Let me begin by saying that I love sysmon. Before sysmon was developed in the late 1990s, Millennium had so many tools or utilities that provided a single view of a piece of information that it was difficult to keep track of all of them. At one point there were more than 200 build or monitoring tools even though Millennium only had about 40 actual application executables that were used in various configurations for its 60 plus solutions. Multi-node clients kept asking their Millennium middleware team to figure out where performance bottlenecks were occurring. Believe me, this sleuthing was extremely labor-intensive. Users had to have mon_ss (a Millennium monitoring tool used to watch for proprietary middleware queuing) and joumon (a Millennium monitoring tool used to watch for persistent queuing in the proprietary middleware) up in a different window for each application node. Then they would have to try to show someone else when one or more of these screens had a “blip” or negative performance indicator. It was painful on the good days.

So those managing Millennium were understandably ecstatic when Cerner developed a single utility that told what was happening across Millennium’s persistent and non-persistent queuing mechanisms across all application nodes, in a single screen. Sysmon also provided the date and time when something bad happened.

Sysmon proved to be reliable, and I became a proselytizer for this great monitoring tool. While I was at Cerner, I taught many clients how to use sysmon and its various switches. I also used it to tune a four-node client with ConnectionBias (a load-balancing mechanism for Millennium), moving the transaction workload from one application node to another. I was able to show enough value with this one tool that some clients actually chose not to purchase BMC Patrol (later called BMC Performance Manager and now called BMC ProactiveNet Performance Management). Sysmon had some limitations — it was really difficult and unreliable to pipe or move the output to a file for additional processing, and it had no mechanism to redirect its output to a common data format like CSV (comma-separated values), tab-delimited or regular flat files — yet it was the most accurate view of a multi-node application configuration.

So why was my data conflicting with sysmon? It appears that with 2007.02 some of the newer Millennium services do not register with the old middleware in a way that allows sysmon to see the queuing. With the client I referred to earlier, I found that the SenSage add-on called P2Sentinel did not publish its queuing in a way that sysmon could see it. The toolset I used, however, did see the problem.

That’s not the only problem. Another client reported that one of the Java services introduced with 2007.02 was crashing several hundred times a day. I ran sysmon to see if it would show these crashes, and it did not. I am not exaggerating to say that I was crushed. Sysmon was the one tool I absolutely trusted to let me know in a timely manner when Millennium was failing, typically 15-45 minutes before BMC. Now I find it is not reliable!

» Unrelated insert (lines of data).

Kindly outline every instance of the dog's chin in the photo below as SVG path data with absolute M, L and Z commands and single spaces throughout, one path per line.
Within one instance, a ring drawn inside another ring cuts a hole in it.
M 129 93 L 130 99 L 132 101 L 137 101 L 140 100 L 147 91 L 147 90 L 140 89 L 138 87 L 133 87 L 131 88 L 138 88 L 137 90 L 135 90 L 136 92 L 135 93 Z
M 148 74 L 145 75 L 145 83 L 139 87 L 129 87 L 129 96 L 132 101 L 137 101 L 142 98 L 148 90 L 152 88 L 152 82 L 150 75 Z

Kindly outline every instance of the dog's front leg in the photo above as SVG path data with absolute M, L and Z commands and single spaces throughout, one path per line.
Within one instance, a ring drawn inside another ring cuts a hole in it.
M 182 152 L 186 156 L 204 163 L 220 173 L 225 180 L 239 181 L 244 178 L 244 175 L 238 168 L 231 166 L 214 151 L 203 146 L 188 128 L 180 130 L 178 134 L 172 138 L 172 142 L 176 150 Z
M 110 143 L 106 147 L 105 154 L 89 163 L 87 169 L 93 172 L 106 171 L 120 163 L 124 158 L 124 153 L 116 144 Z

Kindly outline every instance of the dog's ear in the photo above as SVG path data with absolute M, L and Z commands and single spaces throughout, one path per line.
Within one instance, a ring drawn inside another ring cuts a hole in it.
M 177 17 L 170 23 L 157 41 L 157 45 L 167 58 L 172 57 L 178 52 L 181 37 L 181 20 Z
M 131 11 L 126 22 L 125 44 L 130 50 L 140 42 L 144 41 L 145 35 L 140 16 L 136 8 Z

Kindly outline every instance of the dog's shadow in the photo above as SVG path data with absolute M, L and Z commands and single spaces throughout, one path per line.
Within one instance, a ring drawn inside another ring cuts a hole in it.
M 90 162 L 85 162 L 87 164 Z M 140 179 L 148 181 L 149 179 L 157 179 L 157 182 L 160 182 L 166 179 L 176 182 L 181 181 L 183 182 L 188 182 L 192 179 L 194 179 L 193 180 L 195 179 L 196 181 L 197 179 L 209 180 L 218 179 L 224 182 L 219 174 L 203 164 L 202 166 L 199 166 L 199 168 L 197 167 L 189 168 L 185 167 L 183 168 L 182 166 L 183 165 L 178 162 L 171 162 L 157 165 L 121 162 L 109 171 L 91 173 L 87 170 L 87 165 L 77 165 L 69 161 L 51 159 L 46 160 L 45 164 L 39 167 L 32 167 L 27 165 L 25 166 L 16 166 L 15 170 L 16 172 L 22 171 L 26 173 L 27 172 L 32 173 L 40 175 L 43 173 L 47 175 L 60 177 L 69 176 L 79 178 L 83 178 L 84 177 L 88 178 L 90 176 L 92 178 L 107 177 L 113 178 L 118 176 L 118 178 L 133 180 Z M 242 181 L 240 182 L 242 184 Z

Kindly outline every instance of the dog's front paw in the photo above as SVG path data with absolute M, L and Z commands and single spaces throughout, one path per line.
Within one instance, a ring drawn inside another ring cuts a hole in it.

If, as it appears, the newer programs will not share or publish their information like the old programs, Millennium clients now must find other tools. None of the options, however, shows them this information in a single view. Sadly, we all have to go back to running multiple windows for each application node when we are using command-line tools.

A source of truth that you can trust and believe in is difficult to find. It is even more difficult to see it no longer be a source of truth.